There are so many issues here that it’s hard to know where to start. Wedge politics works by playing on people’s fear of the other, and it almost always operates without any basis in fact. There is simply no empirical support for the fear that including people with disabilities harms other children. On the contrary, there is now overwhelming evidence that, if done well, inclusive education benefits all children; that “together we learn better.” It is not only that diversity in the classroom helps to establish values of respect, generosity, and compassion, nor that it helps us to see that disabled people aren’t so different after all (although if this is all it did, it would be enough!) But the evidence has also found that focused and differentiated classroom instruction and management helps all students to do better. Indeed, Hanson imagines that she is harking back to a better day, when teachers were not “sidetracked” by the “burden” of disabled difference. In reality, the good old days weren’t so good. Not only did exclusive education have a detrimental impact on disabled children, it turns out that the old-fashioned educational model of “one size fits all” in the classroom actually fitted very few people.
As usual, Hanson isn’t one to let the evidence get in the way of her political agenda.
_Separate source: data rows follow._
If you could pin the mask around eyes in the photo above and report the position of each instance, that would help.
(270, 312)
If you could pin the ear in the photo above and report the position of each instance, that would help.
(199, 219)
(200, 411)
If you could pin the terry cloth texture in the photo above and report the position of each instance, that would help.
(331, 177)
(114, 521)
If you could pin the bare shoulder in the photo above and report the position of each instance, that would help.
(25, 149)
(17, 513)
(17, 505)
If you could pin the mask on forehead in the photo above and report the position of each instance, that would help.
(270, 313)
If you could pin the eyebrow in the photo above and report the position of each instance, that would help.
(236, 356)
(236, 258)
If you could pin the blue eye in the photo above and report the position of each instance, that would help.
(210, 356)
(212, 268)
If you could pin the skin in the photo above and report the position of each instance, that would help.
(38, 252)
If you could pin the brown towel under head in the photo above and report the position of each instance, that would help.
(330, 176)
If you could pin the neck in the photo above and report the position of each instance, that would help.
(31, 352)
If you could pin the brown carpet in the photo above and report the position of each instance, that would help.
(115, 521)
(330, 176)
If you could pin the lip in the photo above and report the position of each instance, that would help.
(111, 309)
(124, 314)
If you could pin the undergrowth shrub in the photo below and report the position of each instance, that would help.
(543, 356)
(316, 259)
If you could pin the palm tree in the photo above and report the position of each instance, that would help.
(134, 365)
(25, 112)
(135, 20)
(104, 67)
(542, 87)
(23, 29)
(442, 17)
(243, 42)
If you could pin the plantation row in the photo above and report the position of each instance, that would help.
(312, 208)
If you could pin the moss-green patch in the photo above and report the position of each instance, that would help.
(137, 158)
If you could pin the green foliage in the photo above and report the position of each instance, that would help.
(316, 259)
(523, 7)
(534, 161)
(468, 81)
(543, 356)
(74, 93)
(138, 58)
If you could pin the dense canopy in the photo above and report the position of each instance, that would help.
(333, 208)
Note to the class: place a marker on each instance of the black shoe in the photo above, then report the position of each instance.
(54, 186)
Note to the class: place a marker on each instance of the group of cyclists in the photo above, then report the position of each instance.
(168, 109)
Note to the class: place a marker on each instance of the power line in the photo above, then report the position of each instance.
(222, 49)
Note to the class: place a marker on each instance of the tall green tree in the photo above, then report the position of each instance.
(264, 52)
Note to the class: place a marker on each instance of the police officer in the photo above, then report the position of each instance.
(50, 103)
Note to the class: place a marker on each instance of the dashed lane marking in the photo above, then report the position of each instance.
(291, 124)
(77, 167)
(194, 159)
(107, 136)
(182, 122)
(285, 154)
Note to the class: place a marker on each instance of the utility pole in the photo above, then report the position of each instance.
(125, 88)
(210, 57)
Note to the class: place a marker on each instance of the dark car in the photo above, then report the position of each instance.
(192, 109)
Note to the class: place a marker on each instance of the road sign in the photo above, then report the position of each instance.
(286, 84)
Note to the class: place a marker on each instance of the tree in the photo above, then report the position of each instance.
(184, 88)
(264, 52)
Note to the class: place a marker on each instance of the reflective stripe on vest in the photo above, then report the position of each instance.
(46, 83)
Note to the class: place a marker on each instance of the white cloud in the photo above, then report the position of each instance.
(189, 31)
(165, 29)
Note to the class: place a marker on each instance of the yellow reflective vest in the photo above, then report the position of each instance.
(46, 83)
If she was really concerned for “our children” – which includes those with disabilities – then she would be advocating for an increase in resources to enable inclusive education to work as it should. But her brand of wedge politics is not about the issue at hand, it’s about stoking the fire of fear that always attends to difference. It’s inevitable that we fear the person we know little about. And what’s more depressing than Hanson is that she doesn’t so much inform the values of a significant number of Australians, but reflects them. She is a mirror, a cipher, for so-called everyday Australians. And that makes me sad.
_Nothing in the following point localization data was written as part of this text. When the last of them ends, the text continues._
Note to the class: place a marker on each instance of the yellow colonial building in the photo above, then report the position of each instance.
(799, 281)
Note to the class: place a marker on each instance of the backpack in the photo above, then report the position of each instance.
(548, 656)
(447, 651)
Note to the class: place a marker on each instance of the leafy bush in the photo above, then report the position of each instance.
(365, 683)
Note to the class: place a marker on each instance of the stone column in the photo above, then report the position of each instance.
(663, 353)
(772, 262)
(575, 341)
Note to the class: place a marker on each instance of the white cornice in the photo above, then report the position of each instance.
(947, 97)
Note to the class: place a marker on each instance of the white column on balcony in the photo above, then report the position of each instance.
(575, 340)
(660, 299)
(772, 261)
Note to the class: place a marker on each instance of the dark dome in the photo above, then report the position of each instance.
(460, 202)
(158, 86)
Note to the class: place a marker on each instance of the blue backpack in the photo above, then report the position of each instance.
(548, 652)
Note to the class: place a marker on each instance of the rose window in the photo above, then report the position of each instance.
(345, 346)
Except, in this case I hope she’s gone too far. I hope that in 2017, Australians don’t think of the disabled as carnival freaks, welfare cheats, classroom burdens, and a social virus that need to be sequestered from mainstream society, so that they don’t infect us with their abnormality. I hope that Australians will recognise that people with disabilities aren’t the fearful other, but are one of us; our mothers fathers brothers sisters and friends. I hope that the mere suggestion of excluding them from the classroom, or any other social space, makes us mad. So mad that no matter what our political persuasion, we tell Hanson that enough is enough; that when it comes to disability, Australia will not be divided.